Como somos influenciáveis

Matéria publicada em nossa coluna sobre vinhos no site Bella da Semana, no mês de Fevereiro/2013.

Sugestões, influências, condicionamentos e outros são situações que desafiam todo degustador de vinhos. A maioria ou talvez todas as degustações são influenciadas por algum motivo, mesmo as realizada às cegas, ou seja, que não se tem informação sobre os vinhos a serem degustados, como marcas, regiões, uvas, preços etc.

Poderia escrever uma lista com todas as situações que condicionam uma degustação, mas a matéria seria muito extensa, ainda assim, faltariam algumas. Igualmente, citarei alguns exemplos como estado de ânimo, saúde, alimentação prévia à degustação, horários, hábitos de consumo, concentração, ambiente, companhia e conhecimento.

Um exemplo de como somos influenciáveis é colocar um degustador frente a seguinte situação: servir duas taças com o mesmo vinho e falar que são vinhos distintos. Com certeza ele buscará diferenças, e pode ser que até as encontre. Como muito pode dizer que não existem diferenças significativas, mas raramente falará que se trata do mesmo vinho. É difícil o degustador admitir que não encontra diferenças entre os dois vinhos.

Outro exemplo de degustação interessante, no entanto, precisa de maior produção: servir duas taças com um mesmo vinho branco, mas um deles tingido com alguma substância corante para que pareça vinho tinto. Claro que esse produto não deve alterar nenhuma característica de aroma ou sabor. Neste caso, com certeza o degustador irá procurar nesse vinho características típicas de vinho tinto, tornando esta situação similar à anterior.

Poderia continuar citando exemplos, mas quero focar numa situação em particular, da qual certamente algumas pessoas que estiverem lendo esta matéria já tenham passado pela mesma experiência.

Um casal faz uma viagem e visita uma vinícola. Percorre os vinhedos, degusta as uvas. O engenheiro agrônomo explica todas as etapas realizadas para obter uma uva de qualidade, essencial para elaborar um bom vinho. Em seguida o casal passa a visitar o interior da vinícola.
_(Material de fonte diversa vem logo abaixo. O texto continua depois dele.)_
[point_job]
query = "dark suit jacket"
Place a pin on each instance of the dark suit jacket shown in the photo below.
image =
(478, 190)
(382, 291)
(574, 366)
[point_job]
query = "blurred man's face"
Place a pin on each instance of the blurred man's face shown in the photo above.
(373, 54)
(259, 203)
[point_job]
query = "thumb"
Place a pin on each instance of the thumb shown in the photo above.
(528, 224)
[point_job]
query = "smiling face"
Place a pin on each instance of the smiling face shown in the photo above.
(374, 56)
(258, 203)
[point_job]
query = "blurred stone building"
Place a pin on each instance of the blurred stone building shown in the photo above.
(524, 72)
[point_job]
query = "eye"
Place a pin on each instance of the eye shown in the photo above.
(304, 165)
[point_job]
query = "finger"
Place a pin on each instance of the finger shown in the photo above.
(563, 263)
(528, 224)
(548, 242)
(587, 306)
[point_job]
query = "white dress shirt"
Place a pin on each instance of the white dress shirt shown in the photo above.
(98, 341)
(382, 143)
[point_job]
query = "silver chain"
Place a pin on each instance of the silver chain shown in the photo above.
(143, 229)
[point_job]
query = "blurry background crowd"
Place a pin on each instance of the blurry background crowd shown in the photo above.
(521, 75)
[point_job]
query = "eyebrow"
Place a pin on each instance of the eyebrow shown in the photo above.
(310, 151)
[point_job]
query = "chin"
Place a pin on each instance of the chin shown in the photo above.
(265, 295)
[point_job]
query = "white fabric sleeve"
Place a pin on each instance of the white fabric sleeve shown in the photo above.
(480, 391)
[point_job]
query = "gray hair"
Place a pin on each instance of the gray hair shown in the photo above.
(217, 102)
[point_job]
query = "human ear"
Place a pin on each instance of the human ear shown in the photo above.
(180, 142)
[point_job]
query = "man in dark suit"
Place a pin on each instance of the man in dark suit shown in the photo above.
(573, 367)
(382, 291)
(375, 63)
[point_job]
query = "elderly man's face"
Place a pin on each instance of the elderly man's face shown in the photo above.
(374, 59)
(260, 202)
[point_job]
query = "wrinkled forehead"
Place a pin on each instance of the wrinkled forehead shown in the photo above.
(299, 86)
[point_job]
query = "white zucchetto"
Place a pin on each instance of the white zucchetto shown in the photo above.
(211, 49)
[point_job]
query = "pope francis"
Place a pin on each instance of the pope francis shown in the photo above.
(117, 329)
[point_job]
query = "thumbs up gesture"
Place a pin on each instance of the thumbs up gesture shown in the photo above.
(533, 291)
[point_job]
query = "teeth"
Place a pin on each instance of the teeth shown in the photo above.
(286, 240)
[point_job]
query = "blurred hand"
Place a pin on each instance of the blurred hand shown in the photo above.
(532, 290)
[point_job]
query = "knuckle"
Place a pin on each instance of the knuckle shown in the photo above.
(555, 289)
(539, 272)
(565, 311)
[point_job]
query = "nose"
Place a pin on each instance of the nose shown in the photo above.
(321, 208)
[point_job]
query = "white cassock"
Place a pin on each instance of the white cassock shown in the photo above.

Conhece os processos de produção, a sala de barricas, o engarrafamento e a cave, onde ficam os vinhos guardados até atingir o momento ideal de consumo. Depois se dirige à sala de degustação. O enólogo ou até o dono da vinícola, que conduz a degustação, fala de todo esforço, dedicação e paixão colocados para elaborar o vinho degustado, que ao final é considerado como um filho. Tudo isso fecha com alguma refeição e produtos típicos da região, excelentemente harmonizados com vinhos da vinícola. Esta experiência torna-se inesquecível.

Esse casal retorna para casa, à rotina diária e, aí, começa a parte mais interessante dessa história. Eles, em algum momento, desejam provar novamente aquele vinho que degustaram na vinícola. Compram o vinho numa loja, na cidade onde moram, e criam a expectativa de repetir a experiência daquele vinho. Abrem a garrafa, degustam, e percebem que não é igual àquele da vinícola. Algumas pessoas até devolvem a garrafa para a loja dizendo que não é o vinho que degustaram na vinícola, o qual eles conhecem muito bem. Acreditem, isso acontece.

Tecnicamente não existem duas garrafas iguais. Cada uma delas tem sua própria evolução, características individuais. Pode, sim, haver uma diferença entre a garrafa degustada na vinícola e a que foi comprada na loja, geralmente sutil, mas nem sempre é fácil perceber. Por outro lado, a forma e o tamanho da taça e a temperatura de serviço do vinho na vinícola podem diferir às de sua casa, e isso faz muita diferença. Mas há outra questão, que tem a ver com a experiência na vinícola, o estado de ânimo, o entorno, a companhia, o momento e como esses fatores influenciam na apreciação do vinho, que pode fazer com que um vinho bom pareça muito bom. As experiências são únicas e não se repetem. Gerar grande expectativa, muitas vezes, acaba em frustração.

Sem dúvida, somos influenciáveis. Mas quanta importância tem para um consumidor? É a mesma que para um degustador profissional? Minha resposta é não, embora dependa muito do objetivo das degustações. O importante é não esquecer o maior dos objetivos, que é beber e desfrutar do vinho.